Switching to string_view may expose (due to expensive checks setting _GLIBCXX_DEBUG) latent bugs.

nickdesaulniers planned changes to this revision.May 2 2023, 12:50 PM

Looks like the problematic call site is writeWhyExtract() in lld/wasm/Driver.cpp. Trying to figure out why we're not demangling the symbol reference though still...

The call to std::strlen(MangledName) in llvm::itaniumDemangle looks suspicious and I'll bet we're having trouble demangling non-null terminated string_views.

The call to std::strlen(MangledName) in llvm::itaniumDemangle looks suspicious and I'll bet we're having trouble demangling non-null terminated string_views.

Yeah, something funny going on where the MangledName.length() != std::strlen(MangledName.data()) for this test case. Digging...

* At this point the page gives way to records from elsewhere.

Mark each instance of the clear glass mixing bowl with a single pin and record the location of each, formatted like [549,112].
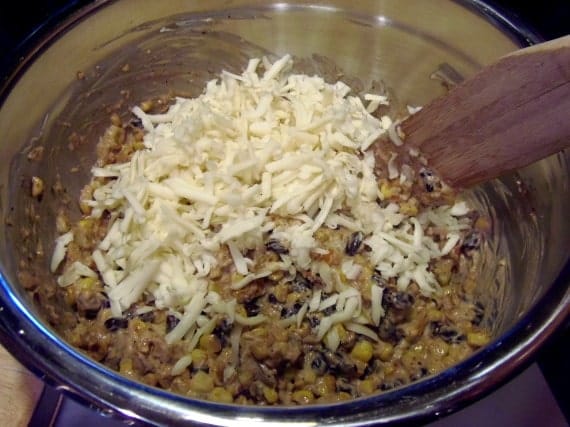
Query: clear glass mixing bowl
[67,82]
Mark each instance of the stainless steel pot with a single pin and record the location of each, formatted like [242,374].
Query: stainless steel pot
[65,83]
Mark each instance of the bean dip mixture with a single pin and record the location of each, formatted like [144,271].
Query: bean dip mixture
[256,245]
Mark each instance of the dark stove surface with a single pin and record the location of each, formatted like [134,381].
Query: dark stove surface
[538,397]
[526,401]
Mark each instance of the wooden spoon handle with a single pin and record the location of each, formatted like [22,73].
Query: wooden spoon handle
[510,114]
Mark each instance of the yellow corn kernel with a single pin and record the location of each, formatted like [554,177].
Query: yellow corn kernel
[477,339]
[409,207]
[385,351]
[303,396]
[362,351]
[281,291]
[270,395]
[146,106]
[219,394]
[434,315]
[307,376]
[201,382]
[199,356]
[210,344]
[86,283]
[325,385]
[439,348]
[366,387]
[126,367]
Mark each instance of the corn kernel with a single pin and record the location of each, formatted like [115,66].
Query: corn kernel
[199,356]
[366,387]
[440,348]
[477,339]
[219,394]
[270,395]
[126,367]
[86,283]
[201,382]
[303,396]
[386,351]
[362,351]
[325,385]
[210,344]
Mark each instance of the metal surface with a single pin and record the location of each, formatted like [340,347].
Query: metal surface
[177,46]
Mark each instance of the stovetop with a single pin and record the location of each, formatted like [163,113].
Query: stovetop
[537,397]
[526,401]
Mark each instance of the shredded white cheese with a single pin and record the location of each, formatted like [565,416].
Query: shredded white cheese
[216,173]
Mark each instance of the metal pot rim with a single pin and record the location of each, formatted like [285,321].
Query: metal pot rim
[38,348]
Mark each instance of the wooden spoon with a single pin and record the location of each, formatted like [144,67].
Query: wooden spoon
[510,114]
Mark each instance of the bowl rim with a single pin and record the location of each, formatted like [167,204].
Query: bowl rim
[54,361]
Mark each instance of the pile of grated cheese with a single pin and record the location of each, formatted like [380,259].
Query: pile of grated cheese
[264,153]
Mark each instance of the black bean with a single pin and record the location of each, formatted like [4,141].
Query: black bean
[115,323]
[276,246]
[252,307]
[378,279]
[354,243]
[222,331]
[292,310]
[471,242]
[147,317]
[390,385]
[318,363]
[344,386]
[171,322]
[373,366]
[106,303]
[397,300]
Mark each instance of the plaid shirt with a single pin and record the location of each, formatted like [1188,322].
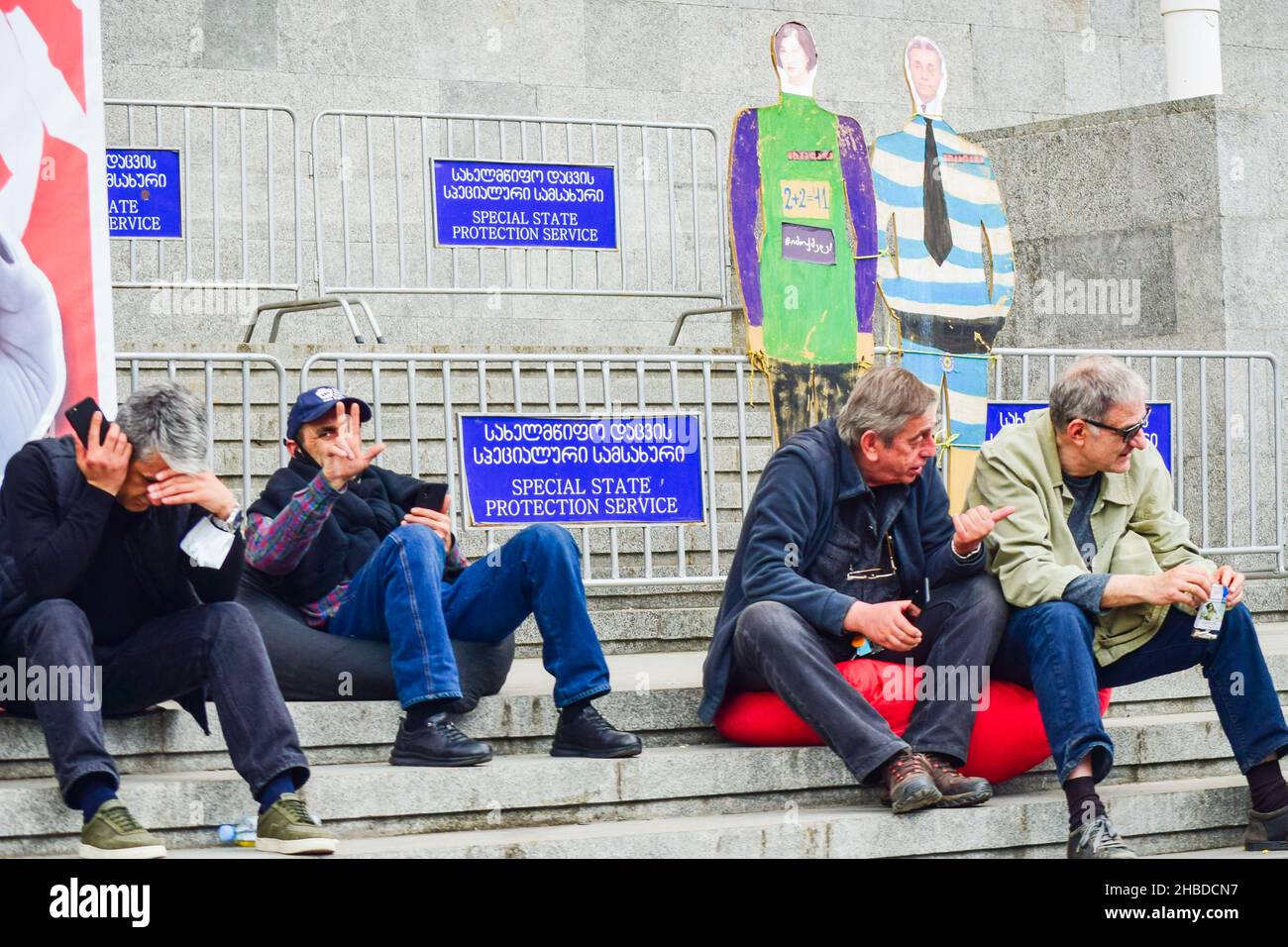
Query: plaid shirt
[277,545]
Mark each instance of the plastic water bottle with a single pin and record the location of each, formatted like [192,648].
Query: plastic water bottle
[241,835]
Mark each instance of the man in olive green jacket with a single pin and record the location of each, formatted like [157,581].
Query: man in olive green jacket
[1104,582]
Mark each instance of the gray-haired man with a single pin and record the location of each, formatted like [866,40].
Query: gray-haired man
[848,530]
[1104,579]
[119,565]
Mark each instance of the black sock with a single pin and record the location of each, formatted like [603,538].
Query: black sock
[275,788]
[578,705]
[419,714]
[1267,788]
[1083,801]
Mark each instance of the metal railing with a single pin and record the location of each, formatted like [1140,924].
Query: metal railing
[413,398]
[240,192]
[373,171]
[1234,504]
[204,371]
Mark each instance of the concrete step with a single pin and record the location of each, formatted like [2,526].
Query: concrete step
[1228,852]
[515,791]
[1160,728]
[1155,817]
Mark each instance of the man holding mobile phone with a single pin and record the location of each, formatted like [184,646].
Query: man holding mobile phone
[349,547]
[124,556]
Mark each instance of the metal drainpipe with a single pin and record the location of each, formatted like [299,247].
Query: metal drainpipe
[1192,31]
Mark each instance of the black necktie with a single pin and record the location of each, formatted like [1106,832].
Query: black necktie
[936,231]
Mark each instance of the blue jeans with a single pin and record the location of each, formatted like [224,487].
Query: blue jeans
[399,596]
[1047,650]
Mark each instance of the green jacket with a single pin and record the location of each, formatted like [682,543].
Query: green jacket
[1033,554]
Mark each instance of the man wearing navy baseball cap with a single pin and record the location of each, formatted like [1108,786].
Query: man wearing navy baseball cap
[346,544]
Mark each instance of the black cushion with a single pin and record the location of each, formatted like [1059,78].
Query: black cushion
[313,665]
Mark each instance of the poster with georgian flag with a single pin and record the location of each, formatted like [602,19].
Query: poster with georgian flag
[55,304]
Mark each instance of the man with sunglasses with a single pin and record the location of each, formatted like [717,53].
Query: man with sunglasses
[1104,579]
[848,531]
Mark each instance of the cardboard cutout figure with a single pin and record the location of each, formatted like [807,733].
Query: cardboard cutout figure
[949,273]
[803,228]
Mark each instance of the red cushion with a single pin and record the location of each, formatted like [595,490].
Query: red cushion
[1008,740]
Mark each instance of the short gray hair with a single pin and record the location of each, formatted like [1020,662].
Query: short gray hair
[1091,386]
[170,420]
[884,401]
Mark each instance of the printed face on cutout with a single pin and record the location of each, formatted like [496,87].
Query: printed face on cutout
[926,71]
[795,58]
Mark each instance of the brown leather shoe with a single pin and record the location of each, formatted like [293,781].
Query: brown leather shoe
[909,784]
[957,789]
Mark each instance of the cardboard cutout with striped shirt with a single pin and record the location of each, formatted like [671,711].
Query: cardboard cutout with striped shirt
[948,272]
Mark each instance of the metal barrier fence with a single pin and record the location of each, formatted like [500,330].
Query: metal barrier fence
[376,167]
[399,386]
[413,398]
[206,372]
[240,196]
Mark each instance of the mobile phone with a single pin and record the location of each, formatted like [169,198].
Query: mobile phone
[80,414]
[432,496]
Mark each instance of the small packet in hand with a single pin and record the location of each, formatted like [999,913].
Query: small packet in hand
[1211,613]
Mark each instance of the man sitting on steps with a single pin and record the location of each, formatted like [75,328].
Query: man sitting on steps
[125,557]
[1104,579]
[343,541]
[848,527]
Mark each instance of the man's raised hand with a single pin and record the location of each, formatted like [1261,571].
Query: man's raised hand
[104,466]
[344,458]
[971,526]
[438,521]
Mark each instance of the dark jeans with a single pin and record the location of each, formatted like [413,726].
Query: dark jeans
[777,650]
[399,596]
[1047,650]
[215,646]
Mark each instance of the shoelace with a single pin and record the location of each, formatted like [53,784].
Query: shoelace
[1103,835]
[901,766]
[450,732]
[941,766]
[121,819]
[295,810]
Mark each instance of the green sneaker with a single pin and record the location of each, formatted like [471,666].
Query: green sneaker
[114,832]
[288,828]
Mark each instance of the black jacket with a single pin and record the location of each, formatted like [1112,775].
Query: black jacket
[38,564]
[797,505]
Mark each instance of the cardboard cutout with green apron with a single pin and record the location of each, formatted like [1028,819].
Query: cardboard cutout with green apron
[803,230]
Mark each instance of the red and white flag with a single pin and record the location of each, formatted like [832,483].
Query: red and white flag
[55,302]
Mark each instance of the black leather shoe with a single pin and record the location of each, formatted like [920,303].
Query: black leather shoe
[909,784]
[1098,839]
[437,744]
[584,732]
[1267,831]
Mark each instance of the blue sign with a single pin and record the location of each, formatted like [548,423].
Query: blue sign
[524,204]
[1158,428]
[581,470]
[143,196]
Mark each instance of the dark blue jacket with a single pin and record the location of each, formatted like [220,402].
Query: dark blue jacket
[162,569]
[795,505]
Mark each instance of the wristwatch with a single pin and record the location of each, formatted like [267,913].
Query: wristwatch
[232,523]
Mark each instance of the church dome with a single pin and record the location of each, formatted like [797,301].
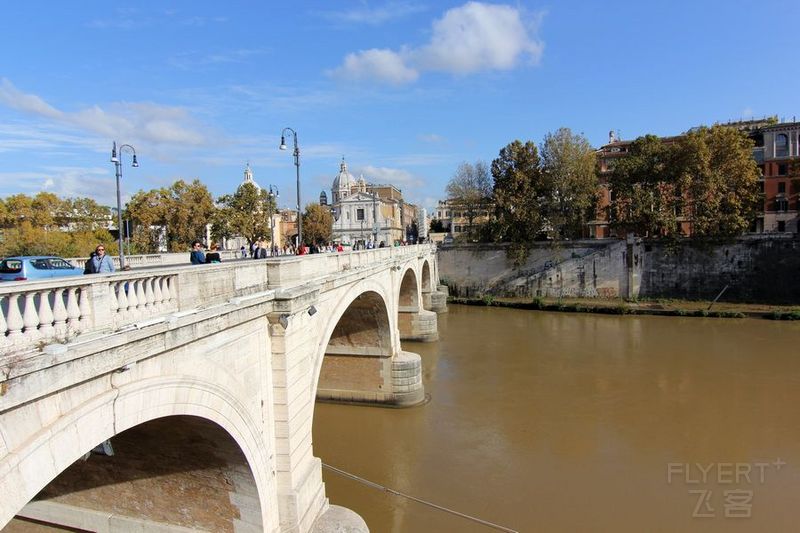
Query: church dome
[343,180]
[248,178]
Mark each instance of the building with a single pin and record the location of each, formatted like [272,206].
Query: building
[364,212]
[455,216]
[273,220]
[777,153]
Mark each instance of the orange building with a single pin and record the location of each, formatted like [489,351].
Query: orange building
[777,153]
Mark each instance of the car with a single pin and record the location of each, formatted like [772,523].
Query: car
[36,267]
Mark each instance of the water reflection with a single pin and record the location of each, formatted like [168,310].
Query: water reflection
[567,422]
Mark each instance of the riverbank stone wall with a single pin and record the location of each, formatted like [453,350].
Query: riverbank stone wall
[756,268]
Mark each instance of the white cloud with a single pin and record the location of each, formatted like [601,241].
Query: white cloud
[479,36]
[92,182]
[467,39]
[376,65]
[147,122]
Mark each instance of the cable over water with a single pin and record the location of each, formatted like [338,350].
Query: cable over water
[418,500]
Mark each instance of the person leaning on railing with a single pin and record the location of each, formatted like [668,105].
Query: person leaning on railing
[213,255]
[98,262]
[196,256]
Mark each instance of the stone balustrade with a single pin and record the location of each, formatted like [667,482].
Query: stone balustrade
[36,313]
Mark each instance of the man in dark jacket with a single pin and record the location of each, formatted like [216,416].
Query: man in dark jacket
[197,257]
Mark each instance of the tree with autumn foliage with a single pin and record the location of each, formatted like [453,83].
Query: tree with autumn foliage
[179,212]
[707,177]
[569,166]
[46,224]
[722,180]
[245,213]
[470,191]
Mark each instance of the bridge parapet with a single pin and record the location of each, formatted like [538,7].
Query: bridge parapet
[34,314]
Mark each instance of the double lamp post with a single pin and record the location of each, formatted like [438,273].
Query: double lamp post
[116,158]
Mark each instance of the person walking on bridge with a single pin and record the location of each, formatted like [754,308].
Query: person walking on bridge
[196,256]
[99,262]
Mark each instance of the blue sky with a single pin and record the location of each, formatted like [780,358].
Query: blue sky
[404,90]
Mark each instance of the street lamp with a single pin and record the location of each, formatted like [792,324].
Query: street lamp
[273,194]
[374,219]
[296,164]
[117,160]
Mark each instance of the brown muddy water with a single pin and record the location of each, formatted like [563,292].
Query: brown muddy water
[574,422]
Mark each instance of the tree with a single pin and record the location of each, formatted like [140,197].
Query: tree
[178,213]
[722,177]
[519,193]
[470,190]
[708,177]
[191,207]
[569,165]
[245,213]
[317,224]
[647,189]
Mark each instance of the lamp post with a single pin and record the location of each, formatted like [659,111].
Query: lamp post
[297,165]
[374,219]
[117,160]
[273,193]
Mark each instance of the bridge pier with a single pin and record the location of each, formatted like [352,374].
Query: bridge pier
[351,374]
[417,324]
[435,301]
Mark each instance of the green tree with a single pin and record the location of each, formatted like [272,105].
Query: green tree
[147,212]
[245,213]
[722,177]
[436,225]
[180,212]
[470,191]
[647,188]
[317,224]
[569,165]
[519,194]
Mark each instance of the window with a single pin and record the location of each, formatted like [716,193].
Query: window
[60,264]
[781,145]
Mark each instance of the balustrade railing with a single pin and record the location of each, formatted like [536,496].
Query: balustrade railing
[36,313]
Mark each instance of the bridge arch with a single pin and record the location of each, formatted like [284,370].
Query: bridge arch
[426,277]
[409,290]
[359,337]
[81,429]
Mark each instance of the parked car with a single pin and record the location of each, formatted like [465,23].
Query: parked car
[36,267]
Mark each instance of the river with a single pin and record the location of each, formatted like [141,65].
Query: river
[577,422]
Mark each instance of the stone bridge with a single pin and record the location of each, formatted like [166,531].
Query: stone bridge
[244,347]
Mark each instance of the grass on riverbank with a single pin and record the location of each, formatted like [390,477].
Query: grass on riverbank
[638,307]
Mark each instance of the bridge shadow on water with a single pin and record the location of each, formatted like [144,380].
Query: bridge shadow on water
[178,470]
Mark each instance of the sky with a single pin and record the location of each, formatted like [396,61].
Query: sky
[405,91]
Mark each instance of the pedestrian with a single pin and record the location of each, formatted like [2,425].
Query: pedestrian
[196,256]
[99,262]
[213,255]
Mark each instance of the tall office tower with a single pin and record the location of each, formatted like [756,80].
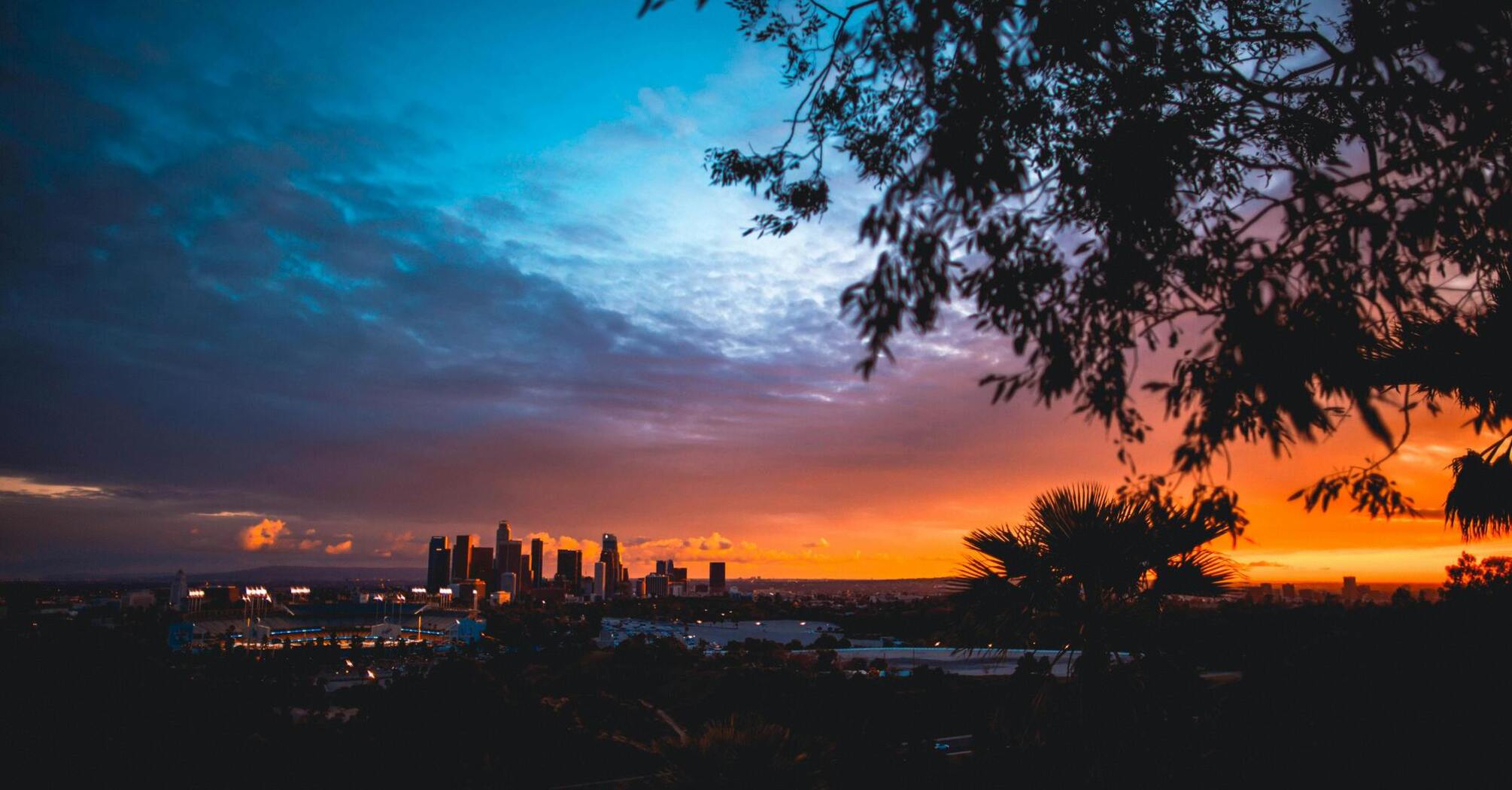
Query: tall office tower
[462,558]
[481,565]
[501,538]
[510,562]
[437,565]
[612,565]
[569,568]
[179,594]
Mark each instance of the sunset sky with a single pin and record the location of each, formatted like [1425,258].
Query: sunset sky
[308,284]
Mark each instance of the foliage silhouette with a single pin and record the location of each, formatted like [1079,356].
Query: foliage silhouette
[1304,215]
[1082,568]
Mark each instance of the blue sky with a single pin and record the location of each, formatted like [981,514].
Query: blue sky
[309,284]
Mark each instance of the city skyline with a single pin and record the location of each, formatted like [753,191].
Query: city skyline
[317,312]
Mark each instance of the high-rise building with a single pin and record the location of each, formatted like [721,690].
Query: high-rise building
[510,562]
[462,558]
[569,568]
[501,539]
[613,571]
[179,594]
[437,565]
[483,565]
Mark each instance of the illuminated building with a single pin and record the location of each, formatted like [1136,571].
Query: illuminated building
[483,565]
[613,571]
[179,594]
[462,558]
[569,568]
[439,565]
[501,539]
[510,562]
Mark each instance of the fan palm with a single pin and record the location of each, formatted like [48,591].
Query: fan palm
[1080,565]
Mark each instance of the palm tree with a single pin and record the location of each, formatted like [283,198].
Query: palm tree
[1083,562]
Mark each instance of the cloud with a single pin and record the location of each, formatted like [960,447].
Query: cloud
[715,542]
[262,536]
[29,488]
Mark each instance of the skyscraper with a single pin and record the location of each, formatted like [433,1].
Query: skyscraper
[437,565]
[612,565]
[483,565]
[501,538]
[510,562]
[179,594]
[569,568]
[462,558]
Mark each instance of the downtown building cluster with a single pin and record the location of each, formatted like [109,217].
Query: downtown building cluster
[468,573]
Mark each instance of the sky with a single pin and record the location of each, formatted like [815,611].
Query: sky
[293,284]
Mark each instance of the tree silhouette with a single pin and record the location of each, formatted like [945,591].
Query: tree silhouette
[1302,217]
[1080,568]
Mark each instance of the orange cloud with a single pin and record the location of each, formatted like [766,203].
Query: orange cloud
[263,536]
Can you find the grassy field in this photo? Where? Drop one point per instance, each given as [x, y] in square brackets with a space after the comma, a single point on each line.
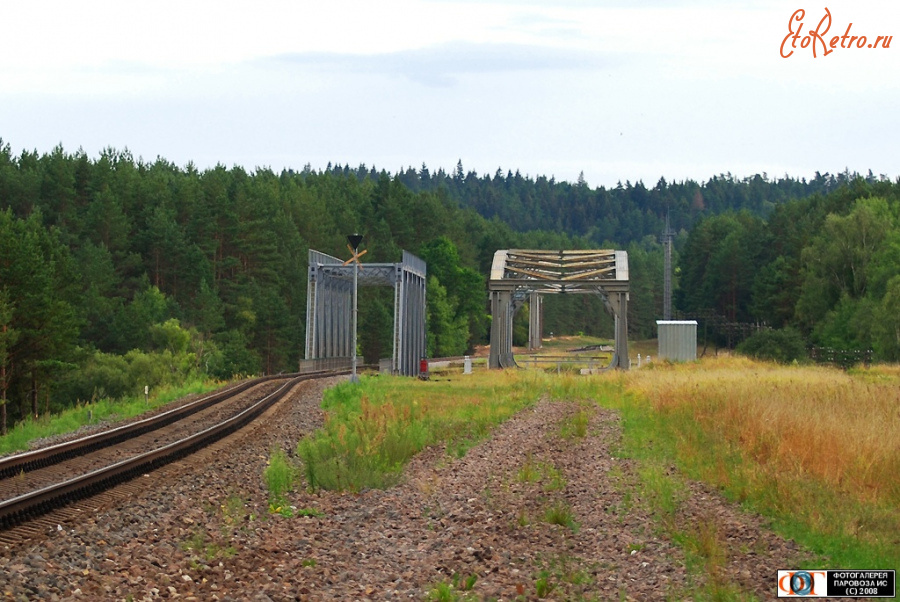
[816, 450]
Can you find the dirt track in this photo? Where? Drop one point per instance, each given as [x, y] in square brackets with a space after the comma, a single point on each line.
[479, 520]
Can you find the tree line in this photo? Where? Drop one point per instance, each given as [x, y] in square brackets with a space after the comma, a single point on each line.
[824, 269]
[117, 273]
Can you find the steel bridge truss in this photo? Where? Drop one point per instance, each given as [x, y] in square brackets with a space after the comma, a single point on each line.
[518, 276]
[329, 307]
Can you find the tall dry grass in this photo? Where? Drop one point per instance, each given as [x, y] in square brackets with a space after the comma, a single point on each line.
[815, 448]
[842, 429]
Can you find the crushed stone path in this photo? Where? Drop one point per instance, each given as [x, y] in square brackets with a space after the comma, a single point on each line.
[483, 527]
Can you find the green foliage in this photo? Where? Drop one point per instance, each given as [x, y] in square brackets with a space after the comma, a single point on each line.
[71, 418]
[375, 427]
[784, 346]
[559, 513]
[279, 477]
[824, 266]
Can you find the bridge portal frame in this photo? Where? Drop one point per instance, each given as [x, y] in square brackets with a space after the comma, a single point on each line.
[519, 275]
[329, 307]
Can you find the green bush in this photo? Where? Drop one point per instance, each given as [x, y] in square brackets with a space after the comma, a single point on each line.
[783, 346]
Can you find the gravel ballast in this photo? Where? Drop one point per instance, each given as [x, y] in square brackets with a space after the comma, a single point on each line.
[201, 529]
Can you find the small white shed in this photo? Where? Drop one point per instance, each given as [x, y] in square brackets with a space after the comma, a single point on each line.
[677, 340]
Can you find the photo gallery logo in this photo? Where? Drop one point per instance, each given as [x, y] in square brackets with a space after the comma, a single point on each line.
[802, 37]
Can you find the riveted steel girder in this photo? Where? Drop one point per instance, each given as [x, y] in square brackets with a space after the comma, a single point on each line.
[329, 307]
[517, 274]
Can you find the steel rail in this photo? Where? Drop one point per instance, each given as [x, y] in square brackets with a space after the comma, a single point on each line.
[54, 454]
[30, 505]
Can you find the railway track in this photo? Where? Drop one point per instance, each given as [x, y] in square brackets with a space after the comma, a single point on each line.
[35, 483]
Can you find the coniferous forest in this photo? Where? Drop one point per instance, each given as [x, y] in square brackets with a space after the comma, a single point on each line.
[117, 273]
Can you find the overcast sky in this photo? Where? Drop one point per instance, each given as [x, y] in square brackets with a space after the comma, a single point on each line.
[618, 90]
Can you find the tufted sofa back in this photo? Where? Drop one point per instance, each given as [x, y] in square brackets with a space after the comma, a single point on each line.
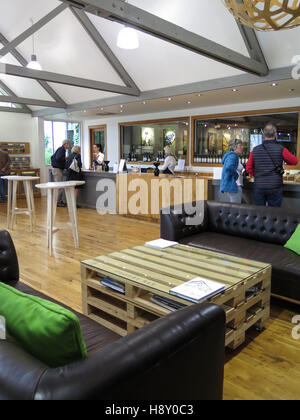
[266, 224]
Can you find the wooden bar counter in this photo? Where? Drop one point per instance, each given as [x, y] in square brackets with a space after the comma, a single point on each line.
[142, 195]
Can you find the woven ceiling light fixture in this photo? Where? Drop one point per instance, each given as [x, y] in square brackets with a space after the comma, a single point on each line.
[266, 15]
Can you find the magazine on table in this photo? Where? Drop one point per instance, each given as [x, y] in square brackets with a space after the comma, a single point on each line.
[197, 289]
[113, 285]
[166, 303]
[161, 244]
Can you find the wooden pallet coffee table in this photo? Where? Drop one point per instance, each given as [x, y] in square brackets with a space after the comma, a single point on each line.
[145, 272]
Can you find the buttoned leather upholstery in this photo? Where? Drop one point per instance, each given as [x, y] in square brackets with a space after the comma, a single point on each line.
[245, 231]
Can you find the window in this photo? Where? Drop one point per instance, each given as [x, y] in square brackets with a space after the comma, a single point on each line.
[212, 136]
[146, 141]
[56, 132]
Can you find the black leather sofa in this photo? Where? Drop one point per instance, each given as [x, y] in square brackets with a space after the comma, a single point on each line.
[178, 357]
[246, 231]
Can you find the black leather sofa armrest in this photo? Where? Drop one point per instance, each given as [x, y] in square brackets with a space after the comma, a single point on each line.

Testing a more complete fix...

sorry, the point I sync'ed to doesn't test cleanly with expensive checks enabled, so it's hard to know if my change is regressing anything new...(and this takes FOREVER to build and run tests with expensive checks enabled)...

sorry, the point I sync'ed to doesn't test cleanly with expensive checks enabled, so it's hard to know if my change is regressing anything new...(and this takes FOREVER to build and run tests with expensive checks enabled)...

You may just run ninja check-lld-wasm. The change does not affect other testsuites..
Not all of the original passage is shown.